Clinical Considerations

• The goal of cytologic screening is to sample the transformation zone, the area where physiologic transformation from columnar endocervical epithelium to squamous (ectocervical) epithelium takes place and where dysplasia and cancer arise. A meta-analysis of randomized trials supports the combined use of an extended tip spatula to sample the ectocervix and a cytobrush to sample the endocervix.²
• The optimal age to begin screening is unknown. Data on natural history of HPV infection and the incidence of high-grade lesions and cervical cancer suggest that screening can safely be delayed until 3 years after onset of sexual activity or until age 21, whichever comes first.³ Although there is little value in screening women who have never been sexually active, many U.S. organizations recommend routine screening by age 18 or 21 for all women, based on the generally high prevalence of sexual activity by that age in the U.S. and concerns that clinicians may not always obtain accurate sexual histories.
• Discontinuation of cervical cancer screening in older women is appropriate, provided women have had adequate recent screening with normal Pap results. The optimal age to discontinue screening is not clear, but risk of cervical cancer and yield of screening decline steadily through middle age. The USPSTF found evidence that yield of screening was low in previously screened women after age 65. New American Cancer Society (ACS) recommendations suggest stopping cervical cancer screening at age 70. Screening is recommended in older women who have not been previously screened, when information about previous screening is unavailable, or when screening is unlikely to have occurred in the past (e.g., among women from countries without screening programs). Evidence is limited to define "adequate recent screening." The ACS guidelines recommend that older women who have had three or more documented, consecutive, technically satisfactory normal/negative cervical cytology tests, and who have had no abnormal/positive cytology tests within the last 10 years, can safely stop screening.³
• The USPSTF found no direct evidence that annual screening achieves better outcomes than screening every 3 years. Modeling studies suggest little added benefit of more frequent screening for most women. The majority of cervical cancers in the United States occur in women who have never been screened or who have not been screened within the past 5 years; additional cases occur in women who do not receive appropriate followup after an abnormal Pap smear.^4,5 Because sensitivity of a single Pap test for high-grade lesions may only be 60-80 percent, however, most organizations in the United States recommend that annual Pap smears be performed until a specified number (usually two or three) are cytologically normal before lengthening the screening interval.⁶ The ACS guidelines suggest waiting until age 30 before lengthening the screening interval³; the American College of Obstetricians and Gynecologists (ACOG) identifies additional risk factors that might justify annual screening, including a history of cervical neoplasia, infection with HPV or other sexually transmitted diseases (STDs), or high-risk sexual behavior,⁷ but data are limited to determine the benefits of these strategies.⁷
• Discontinuation of cytological screening after total hysterectomy for benign disease (e.g., no evidence of cervical neoplasia or cancer) is appropriate given the low yield of screening and the potential harms from false-positive results in this population.^8,9 Clinicians should confirm that a total hysterectomy was performed (through surgical records or inspecting for absence of a cervix); screening may be appropriate when the indications for hysterectomy are uncertain. ACS and ACOG recommend continuing cytologic screening after hysterectomy for women with a history of invasive cervical cancer or DES exposure due to increased risk for vaginal neoplasms, but data on the yield of such screening are sparse.
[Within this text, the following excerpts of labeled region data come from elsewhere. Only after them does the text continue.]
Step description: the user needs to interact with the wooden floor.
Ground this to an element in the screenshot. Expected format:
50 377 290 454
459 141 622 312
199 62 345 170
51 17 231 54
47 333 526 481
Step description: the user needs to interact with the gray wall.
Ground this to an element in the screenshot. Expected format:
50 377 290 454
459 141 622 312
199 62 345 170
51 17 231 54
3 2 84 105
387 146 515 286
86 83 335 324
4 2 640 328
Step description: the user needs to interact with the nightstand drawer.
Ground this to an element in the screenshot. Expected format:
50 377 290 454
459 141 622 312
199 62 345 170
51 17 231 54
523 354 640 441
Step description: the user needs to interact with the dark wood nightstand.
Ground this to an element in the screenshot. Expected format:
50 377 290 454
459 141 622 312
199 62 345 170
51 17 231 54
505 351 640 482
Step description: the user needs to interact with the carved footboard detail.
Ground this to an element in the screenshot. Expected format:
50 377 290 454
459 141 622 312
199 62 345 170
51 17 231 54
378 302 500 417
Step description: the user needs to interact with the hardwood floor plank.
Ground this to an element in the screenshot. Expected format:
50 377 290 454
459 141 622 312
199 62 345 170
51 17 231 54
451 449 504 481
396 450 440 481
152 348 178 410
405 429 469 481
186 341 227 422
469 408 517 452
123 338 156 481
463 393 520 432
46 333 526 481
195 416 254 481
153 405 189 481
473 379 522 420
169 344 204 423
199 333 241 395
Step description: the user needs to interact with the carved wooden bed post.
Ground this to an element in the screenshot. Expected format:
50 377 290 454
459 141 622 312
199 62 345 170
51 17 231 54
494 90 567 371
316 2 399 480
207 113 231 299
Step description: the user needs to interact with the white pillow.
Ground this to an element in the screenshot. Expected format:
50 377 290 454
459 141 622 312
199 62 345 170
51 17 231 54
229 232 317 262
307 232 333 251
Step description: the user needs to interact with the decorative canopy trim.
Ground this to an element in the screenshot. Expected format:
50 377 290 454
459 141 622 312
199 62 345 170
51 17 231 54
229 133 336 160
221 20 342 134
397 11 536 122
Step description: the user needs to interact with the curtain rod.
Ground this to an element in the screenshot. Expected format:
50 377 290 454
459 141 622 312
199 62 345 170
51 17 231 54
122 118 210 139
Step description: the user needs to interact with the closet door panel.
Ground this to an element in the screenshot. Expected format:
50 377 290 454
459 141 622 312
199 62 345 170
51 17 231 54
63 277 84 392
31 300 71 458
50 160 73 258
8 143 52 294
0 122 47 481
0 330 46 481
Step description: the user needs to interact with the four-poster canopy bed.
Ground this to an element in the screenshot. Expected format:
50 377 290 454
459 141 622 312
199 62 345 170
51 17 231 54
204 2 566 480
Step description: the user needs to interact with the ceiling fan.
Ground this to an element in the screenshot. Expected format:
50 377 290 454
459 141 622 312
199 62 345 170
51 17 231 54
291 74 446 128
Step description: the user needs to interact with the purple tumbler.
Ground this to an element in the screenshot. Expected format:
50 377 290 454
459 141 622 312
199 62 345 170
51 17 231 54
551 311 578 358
• A majority of cases of invasive cervical cancer occur in women who are not adequately screened.^4,5 Clinicians, hospitals, and health plans should develop systems to identify and screen the subgroup of women who have had no screening or who have had inadequate past screening.
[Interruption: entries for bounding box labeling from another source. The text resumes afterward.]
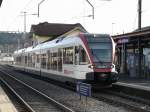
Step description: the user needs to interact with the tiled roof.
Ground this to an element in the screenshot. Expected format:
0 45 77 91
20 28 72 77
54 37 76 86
31 22 86 37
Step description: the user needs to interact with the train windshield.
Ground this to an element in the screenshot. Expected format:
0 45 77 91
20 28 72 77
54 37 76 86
86 35 112 63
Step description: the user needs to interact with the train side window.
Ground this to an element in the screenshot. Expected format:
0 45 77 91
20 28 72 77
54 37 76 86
58 49 62 71
41 54 46 69
47 51 51 69
63 47 73 64
75 46 79 65
80 46 89 65
51 52 58 70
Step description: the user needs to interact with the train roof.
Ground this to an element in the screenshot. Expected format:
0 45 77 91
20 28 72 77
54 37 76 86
14 33 110 54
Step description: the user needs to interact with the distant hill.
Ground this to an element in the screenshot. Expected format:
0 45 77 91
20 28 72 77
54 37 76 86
0 32 22 44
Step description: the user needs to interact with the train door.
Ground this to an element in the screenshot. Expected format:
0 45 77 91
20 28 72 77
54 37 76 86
58 49 62 72
74 46 90 79
63 46 75 78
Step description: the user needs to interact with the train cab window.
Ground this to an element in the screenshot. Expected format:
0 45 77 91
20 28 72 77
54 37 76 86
63 47 73 64
79 46 89 65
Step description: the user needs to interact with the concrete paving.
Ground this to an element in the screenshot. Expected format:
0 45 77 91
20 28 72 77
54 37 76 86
0 86 18 112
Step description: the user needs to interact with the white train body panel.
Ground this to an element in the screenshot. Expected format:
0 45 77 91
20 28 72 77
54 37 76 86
14 34 116 81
• Newer Food and Drug Administration (FDA)-approved technologies, such as the liquid-based cytology (e.g., ThinPrep®), may have improved sensitivity over conventional Pap smear screening, but at a considerably higher cost and possibly with lower specificity. Even if sensitivity is improved, modeling studies suggest these methods are not likely to be cost-effective unless used with screening intervals of 3 years or longer. Liquid-based cytology permits testing of specimens for HPV, which may be useful in guiding management of women whose Pap smear reveals atypical squamous cells. HPV DNA testing for primary cervical cancer screening has not been approved by the FDA and its role in screening remains uncertain.